Abetone, la leggenda continua
“E’ un libro di ricette e racconti insolito…ma l’incipit lo trovo esilarante. Te lo mando per WhatsApp dalla bufera dell’Abetone”. Costretta per il maltempo a restarsene chiusa in una villa affittata nell’Appennino pistoiese, Soledad non ha resistito alla curiosità. Frugare in cassapanche e vecchi armadi è la sua passione. Fortuna ha voluto che l’insolito libro si sia fatto trovare in fretta. Tema facile facile quello sviluppato nelle pagine ingiallite: quando all’Abetone si andava per sciare. L’epoca? Approssimativamente gli anni del boom economico, quando la neve abbondava e pure le palanche. Quando tra le faggete imbiancate di neve ancora zigzagava l’irruento Zeno Colò, trionfatore nella libera ad Aspen nel Colorado. Sciare esigeva una buona dose di coraggio su piste di neve ghiacciata a malapena battuta e niente garantiva che gli attacchi degli sci all’occorrenza si aprissero com’era loro dovere evitando allo sciatore di finire in qualche reparto di ortopedia.

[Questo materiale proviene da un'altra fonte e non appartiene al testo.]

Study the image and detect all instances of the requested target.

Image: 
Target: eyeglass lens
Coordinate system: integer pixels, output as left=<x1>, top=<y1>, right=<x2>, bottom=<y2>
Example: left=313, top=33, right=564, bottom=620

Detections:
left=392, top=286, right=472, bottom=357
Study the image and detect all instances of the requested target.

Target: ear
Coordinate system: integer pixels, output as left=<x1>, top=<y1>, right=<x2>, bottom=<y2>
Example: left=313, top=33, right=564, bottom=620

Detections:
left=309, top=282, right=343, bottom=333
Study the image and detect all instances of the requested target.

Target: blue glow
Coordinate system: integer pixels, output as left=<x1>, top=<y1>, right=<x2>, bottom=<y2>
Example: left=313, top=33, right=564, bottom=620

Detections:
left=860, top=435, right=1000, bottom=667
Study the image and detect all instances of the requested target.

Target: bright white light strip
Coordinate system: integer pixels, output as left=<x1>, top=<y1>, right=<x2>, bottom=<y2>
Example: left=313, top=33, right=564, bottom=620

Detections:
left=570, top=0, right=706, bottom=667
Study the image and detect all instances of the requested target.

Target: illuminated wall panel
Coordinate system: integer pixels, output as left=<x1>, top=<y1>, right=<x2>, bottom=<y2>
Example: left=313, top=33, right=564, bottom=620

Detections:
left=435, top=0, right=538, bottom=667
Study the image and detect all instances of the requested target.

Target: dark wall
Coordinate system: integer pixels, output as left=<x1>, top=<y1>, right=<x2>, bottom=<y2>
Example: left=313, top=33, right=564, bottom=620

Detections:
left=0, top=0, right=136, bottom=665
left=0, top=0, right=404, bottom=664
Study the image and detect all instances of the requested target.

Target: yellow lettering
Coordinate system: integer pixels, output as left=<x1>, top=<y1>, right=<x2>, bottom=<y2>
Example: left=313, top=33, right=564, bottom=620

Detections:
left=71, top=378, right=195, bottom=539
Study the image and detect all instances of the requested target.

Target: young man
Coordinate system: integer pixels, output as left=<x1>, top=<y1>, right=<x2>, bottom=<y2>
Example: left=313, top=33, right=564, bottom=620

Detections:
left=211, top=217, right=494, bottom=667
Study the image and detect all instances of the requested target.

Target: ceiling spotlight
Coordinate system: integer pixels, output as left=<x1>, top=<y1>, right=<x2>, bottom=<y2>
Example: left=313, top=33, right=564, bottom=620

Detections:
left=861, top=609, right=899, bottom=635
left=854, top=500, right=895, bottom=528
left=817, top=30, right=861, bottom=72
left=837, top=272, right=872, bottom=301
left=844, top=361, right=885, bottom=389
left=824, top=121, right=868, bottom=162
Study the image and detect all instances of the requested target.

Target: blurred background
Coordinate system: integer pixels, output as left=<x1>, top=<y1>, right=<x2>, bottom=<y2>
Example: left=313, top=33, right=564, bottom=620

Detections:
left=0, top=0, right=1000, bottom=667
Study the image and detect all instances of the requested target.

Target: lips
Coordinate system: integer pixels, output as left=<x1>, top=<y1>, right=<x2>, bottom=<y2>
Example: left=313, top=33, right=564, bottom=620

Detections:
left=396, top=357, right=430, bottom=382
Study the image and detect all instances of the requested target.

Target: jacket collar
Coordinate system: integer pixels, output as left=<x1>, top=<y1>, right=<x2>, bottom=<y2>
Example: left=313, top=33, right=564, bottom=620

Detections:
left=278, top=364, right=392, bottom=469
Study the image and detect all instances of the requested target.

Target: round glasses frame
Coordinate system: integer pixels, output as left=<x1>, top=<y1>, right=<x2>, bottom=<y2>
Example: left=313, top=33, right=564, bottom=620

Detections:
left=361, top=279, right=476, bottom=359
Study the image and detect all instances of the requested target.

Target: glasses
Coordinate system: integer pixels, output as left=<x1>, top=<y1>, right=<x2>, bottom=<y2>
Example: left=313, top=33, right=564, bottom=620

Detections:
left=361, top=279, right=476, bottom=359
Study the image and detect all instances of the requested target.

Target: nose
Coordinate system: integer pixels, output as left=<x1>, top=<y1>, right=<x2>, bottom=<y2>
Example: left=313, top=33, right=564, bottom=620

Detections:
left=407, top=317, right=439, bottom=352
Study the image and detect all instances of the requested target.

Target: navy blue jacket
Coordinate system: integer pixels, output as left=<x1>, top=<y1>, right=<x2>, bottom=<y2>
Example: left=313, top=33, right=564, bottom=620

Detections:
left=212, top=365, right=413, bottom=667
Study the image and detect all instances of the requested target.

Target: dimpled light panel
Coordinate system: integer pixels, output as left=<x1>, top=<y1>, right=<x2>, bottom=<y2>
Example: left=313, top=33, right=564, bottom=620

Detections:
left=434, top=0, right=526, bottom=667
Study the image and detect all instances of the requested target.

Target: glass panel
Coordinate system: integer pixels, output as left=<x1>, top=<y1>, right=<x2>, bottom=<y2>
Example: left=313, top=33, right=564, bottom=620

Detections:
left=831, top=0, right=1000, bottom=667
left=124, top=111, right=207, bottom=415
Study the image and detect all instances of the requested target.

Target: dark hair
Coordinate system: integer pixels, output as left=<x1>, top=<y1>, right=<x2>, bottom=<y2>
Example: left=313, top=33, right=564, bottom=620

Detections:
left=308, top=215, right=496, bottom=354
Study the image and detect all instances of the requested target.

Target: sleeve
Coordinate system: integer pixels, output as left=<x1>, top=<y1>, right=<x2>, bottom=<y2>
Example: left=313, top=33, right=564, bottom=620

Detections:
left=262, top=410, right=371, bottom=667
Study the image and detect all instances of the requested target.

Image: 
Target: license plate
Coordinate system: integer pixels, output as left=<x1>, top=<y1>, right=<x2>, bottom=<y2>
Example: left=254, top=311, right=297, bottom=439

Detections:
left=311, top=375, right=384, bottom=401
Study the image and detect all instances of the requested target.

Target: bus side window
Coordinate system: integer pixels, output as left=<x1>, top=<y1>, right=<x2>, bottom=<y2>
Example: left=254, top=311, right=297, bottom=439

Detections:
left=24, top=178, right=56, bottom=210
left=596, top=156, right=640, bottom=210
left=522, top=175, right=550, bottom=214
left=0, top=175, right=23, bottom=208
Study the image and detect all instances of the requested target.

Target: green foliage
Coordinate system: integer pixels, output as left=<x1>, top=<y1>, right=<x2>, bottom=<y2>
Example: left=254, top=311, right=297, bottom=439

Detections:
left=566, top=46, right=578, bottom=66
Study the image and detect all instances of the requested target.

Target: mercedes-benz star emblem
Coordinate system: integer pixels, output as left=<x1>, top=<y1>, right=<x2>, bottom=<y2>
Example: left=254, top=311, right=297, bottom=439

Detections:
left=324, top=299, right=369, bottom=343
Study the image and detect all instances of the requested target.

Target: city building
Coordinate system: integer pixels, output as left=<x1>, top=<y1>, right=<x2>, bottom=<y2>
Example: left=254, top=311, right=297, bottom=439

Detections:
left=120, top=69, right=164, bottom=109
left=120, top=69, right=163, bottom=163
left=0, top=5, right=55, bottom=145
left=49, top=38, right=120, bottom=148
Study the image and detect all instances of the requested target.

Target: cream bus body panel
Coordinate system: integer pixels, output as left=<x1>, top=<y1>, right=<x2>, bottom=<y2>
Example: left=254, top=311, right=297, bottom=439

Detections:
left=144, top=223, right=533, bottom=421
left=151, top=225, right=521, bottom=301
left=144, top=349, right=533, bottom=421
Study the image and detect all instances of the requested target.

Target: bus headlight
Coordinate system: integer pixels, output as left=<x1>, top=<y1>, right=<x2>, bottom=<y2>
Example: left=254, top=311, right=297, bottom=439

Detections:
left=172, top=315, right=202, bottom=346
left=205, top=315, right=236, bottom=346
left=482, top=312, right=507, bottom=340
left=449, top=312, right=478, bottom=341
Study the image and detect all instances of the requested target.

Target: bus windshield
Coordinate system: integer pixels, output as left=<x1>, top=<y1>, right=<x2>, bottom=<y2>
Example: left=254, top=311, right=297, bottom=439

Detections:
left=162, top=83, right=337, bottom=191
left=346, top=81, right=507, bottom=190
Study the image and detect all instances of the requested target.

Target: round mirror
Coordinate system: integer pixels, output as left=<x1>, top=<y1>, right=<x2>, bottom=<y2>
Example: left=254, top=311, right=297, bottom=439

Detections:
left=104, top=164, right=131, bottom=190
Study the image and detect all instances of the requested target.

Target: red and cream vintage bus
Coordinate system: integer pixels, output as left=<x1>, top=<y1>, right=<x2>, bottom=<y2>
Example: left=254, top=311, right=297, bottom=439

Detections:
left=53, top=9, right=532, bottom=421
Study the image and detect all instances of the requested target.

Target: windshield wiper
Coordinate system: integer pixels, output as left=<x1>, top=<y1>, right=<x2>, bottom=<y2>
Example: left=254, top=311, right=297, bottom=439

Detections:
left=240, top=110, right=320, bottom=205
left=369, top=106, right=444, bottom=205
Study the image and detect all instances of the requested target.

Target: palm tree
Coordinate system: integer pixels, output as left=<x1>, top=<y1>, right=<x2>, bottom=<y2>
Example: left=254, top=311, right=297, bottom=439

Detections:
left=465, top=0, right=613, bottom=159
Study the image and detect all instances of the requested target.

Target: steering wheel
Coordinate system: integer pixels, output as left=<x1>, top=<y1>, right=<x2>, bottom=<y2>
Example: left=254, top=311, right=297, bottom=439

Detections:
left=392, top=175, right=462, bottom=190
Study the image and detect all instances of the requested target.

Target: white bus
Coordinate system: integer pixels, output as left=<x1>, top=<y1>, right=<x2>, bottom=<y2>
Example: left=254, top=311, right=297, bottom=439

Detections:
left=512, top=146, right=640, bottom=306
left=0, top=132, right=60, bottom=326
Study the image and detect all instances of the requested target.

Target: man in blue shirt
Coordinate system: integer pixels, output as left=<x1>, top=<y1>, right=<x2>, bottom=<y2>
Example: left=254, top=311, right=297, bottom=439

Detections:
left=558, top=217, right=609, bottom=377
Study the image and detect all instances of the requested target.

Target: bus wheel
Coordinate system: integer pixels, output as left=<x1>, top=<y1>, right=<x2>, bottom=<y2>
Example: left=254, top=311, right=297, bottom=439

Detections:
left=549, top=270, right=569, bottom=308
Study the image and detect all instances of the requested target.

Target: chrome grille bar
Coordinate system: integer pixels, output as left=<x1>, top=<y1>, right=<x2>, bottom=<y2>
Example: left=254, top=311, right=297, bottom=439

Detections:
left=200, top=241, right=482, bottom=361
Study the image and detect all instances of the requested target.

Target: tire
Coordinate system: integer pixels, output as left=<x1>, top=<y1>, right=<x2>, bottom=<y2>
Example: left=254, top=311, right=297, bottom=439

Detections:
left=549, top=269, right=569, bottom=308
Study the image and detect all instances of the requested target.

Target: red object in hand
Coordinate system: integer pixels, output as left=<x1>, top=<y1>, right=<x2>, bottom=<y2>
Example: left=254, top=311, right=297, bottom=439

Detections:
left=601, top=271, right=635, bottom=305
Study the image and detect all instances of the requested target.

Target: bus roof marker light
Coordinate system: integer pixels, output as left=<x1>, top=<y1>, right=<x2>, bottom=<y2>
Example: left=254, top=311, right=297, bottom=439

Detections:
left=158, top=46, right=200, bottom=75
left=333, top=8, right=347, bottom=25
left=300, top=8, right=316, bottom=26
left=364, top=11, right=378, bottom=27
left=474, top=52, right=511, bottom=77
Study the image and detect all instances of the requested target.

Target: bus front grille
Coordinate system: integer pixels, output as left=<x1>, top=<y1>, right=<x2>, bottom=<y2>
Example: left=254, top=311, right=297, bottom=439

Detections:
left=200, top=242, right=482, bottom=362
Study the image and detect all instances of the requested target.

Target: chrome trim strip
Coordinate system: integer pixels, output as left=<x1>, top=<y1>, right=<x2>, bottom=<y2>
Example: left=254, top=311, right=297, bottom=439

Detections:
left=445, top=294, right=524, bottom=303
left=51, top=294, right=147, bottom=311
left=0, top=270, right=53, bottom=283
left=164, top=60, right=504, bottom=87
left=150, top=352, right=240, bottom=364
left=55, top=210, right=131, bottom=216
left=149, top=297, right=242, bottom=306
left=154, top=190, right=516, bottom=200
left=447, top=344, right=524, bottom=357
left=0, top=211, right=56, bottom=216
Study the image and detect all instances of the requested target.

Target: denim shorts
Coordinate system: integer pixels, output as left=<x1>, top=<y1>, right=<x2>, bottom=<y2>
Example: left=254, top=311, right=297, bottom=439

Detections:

Doveva cavarsela bene su quelle piste arrangiate alla bell’e meglio anche la riottosa autrice del libro. Che amasse l’Abetone quella piccina trascinata in apparenza di malavoglia non si direbbe dagli improperi che escono dalla sua penna. Ma poi si scopre che all’Abetone riservava una passione che sconfinava con un grande amore. Si apprende anche che veniva caricata con suo fratello “a viva forza” in macchina, tutti i sabati del mondo, da un babbo dolce ma irremovibile e tanto convinto che i bambini dovevano imparare a praticare uno sport così “simpatico e salutare” come lo sci.
“Dopo infiniti chilometri di curve a tutto tondo”, racconta la ragazza, “scivolando sempre più in basso nei sedili posteriori della macchina (non esistevano ancora evidentemente le cinture di sicurezza, NdR) con lo stomaco sconvolto e il colorito cadaverico, venivamo scaricati, puntuali come la morte, tra le braccia amorose del nostro maestro di sci nonché tra quelle gelide e infide della montagna pistoiese. Dal calduccio un po’ malsano dell’automobile al freddo cattivo ma corroborante, come diceva mio padre, della seggiovia tragicamente esposta alle intemperie e da lì, di brutto, sulle piste dure, zeppe di gobbe e fitte di alberi che era tanto se si arrivava in fondo senza precipitare a mo’ di valanga. I nostri genitori, invece, ci aspettavano trepidanti nel tepore di qualche rifugio, davanti a interminabili grappini o tazze stracolme di cioccolato con panna”.
“Ci sono voluti anni”, conclude l’autrice misteriosa del libro, “per apprezzare la gioia profonda delle piste infinitamente più larghe e lisce che hanno permesso di paragonare l’Abetone alle più belle località sciistiche delle Alpi. Comunque il mio primo e, per tanto tempo, unico Abetone, è stato quello: inverno, neve, sci, un freddo bestia e una fatica inumana per imparare a reggermi su quegli assurdi ‘cosi’ di legno. Che esistesse un Abetone ‘estivo’ non lo immaginavo nemmeno. Per me era un posto che smetteva di esistere a Pasqua e rinasceva a gennaio. L’estate era fatta di mare, bruciarsi per bene sugli scogli, nuotare felici nei mari azzurri (sempre meno), confondersi in mezzo a folle sudaticce e festanti, sotto i colori di un sole che picchia, laggiù, senza tregua né pietà…”. Ma perché escludere che anche nella bella stagione l’Abetone possa offrire quelle gioie profonde a cui aspira la nostra misteriosa autrice?
A proposito. Il leggendario Abetone come stazione sciistica esiste dal 1930. È una delle più antiche d’Italia.